George Bellows

About the Artist

George Bellows (1882-1925) photograph c.1920 by Nickolas Muray

George Bellows (1882-1925)
photograph c.1920 by Nickolas Muray

George Bellows turned down an offer to play baseball with the Cincinnati Reds and, instead, became one of the greatest American painters and chroniclers of the twentieth century.

Early Life and Career

Bellows was born in 1882, in Columbus, Ohio. Bellows mother was 40, and his father 50, when he was born. His half-sister, Laura, from his father’s previous marriage, was eighteen when Bellows was born. Laura got married and left the household when Bellows was two. At school, Bellows excelled at sports and also at art. The summer before he enrolled in Ohio State University, he worked as an illustrator for the Columbus Dispatch newspaper. Bellows majored in English at Ohio State and it was one of his English professors who encouraged him to pursue a career in art.

Bellow’s mother was a religious Methodist and wanted him to become a minister, but his father gave him the financial support to study at the New York School of Art. At the New York School, in 1904, Benton met his teacher and mentor, Robert Henri, who encouraged his students to paint the images that they saw every day, rather than the idealized studio and salon versions of the world.

Out of this philosophy, came the Ashcan School of artists, who recorded the plight of the urban poor, the changing landscape of cities and the often harsh realities of everyday life in America. One of Bellow’s first exhibited paintings, was 42 Kids. It won a prize at exhibition, which was revoked when critics attacked the work. When asked if the critics objected to the naked children, Bellows answered, “No. It’s the naked painting they feared.” As New York grew, so did Bellow’s career.

Family Life and Later Career

In 1910, Bellows married fellow art student, Emma Story. He was very content with his family life and often painted portraits of Emma, and their two daughters, Ann and Jean. In 1911, Bellows installed a printing press in his studio and began to created lithographs.

One of Bellow’s most controversial works were his paintings and lithographs of reported German atrocities during World War l. His depiction of British nurse Edith Cavell, shot by a German firing squad after she was arrested for helping Allied soldiers escape from German-occupied Belgium, infuriated critics, who accused Bellows of not being able to portray the accuracy of such scenes, since he had not been there. His response was, “I never heard that Leonardo had a ticket to the Last Supper either.”

Some of Bellows most outstanding works are of the boxing matches that were outlawed, and then legalized, in New York. He actually used the boxer, Jack Dempsey, as the model for his painting, Dempsey and Firpo. Though Demsey won the fight, it was the moment in the first round, when Dempsey was knocked out of the ring, that Bellows captured.
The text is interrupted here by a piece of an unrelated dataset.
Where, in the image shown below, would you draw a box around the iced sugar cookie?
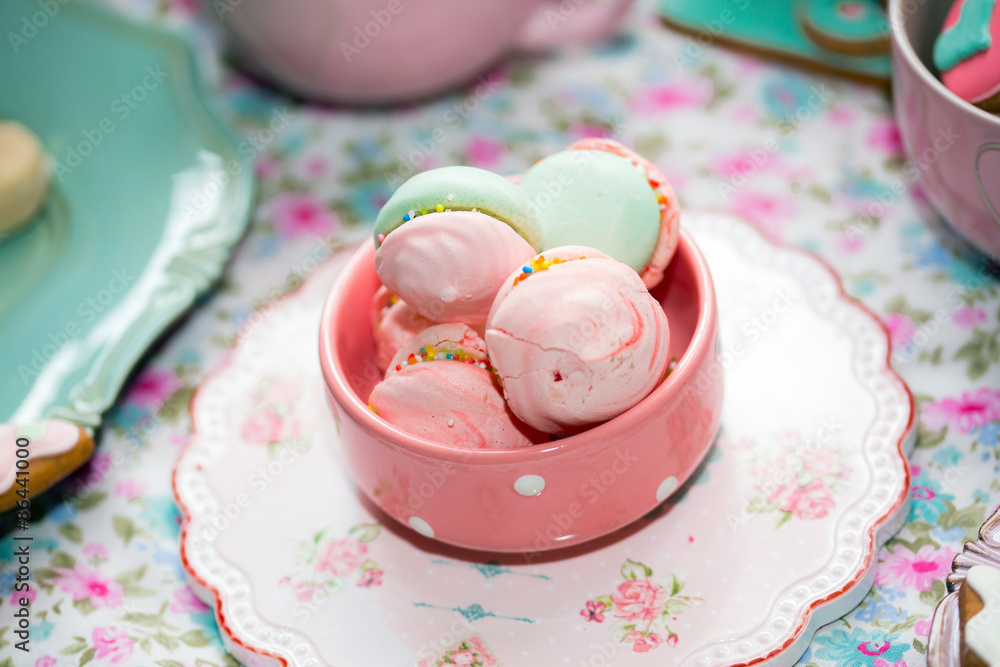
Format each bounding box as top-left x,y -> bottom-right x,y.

Bellows died, a year after completing the Dempsey and Firpo painting, of a ruptured appendix.


Bellows completed more than a thousand paintings in his too short lifetime. He was one of the youngest artists to be elected to the National Academy of Design. His works are included in the permanent collections of the Metropolitan Museum, MoMA, the Smithsonian and other museums and galleries around the world.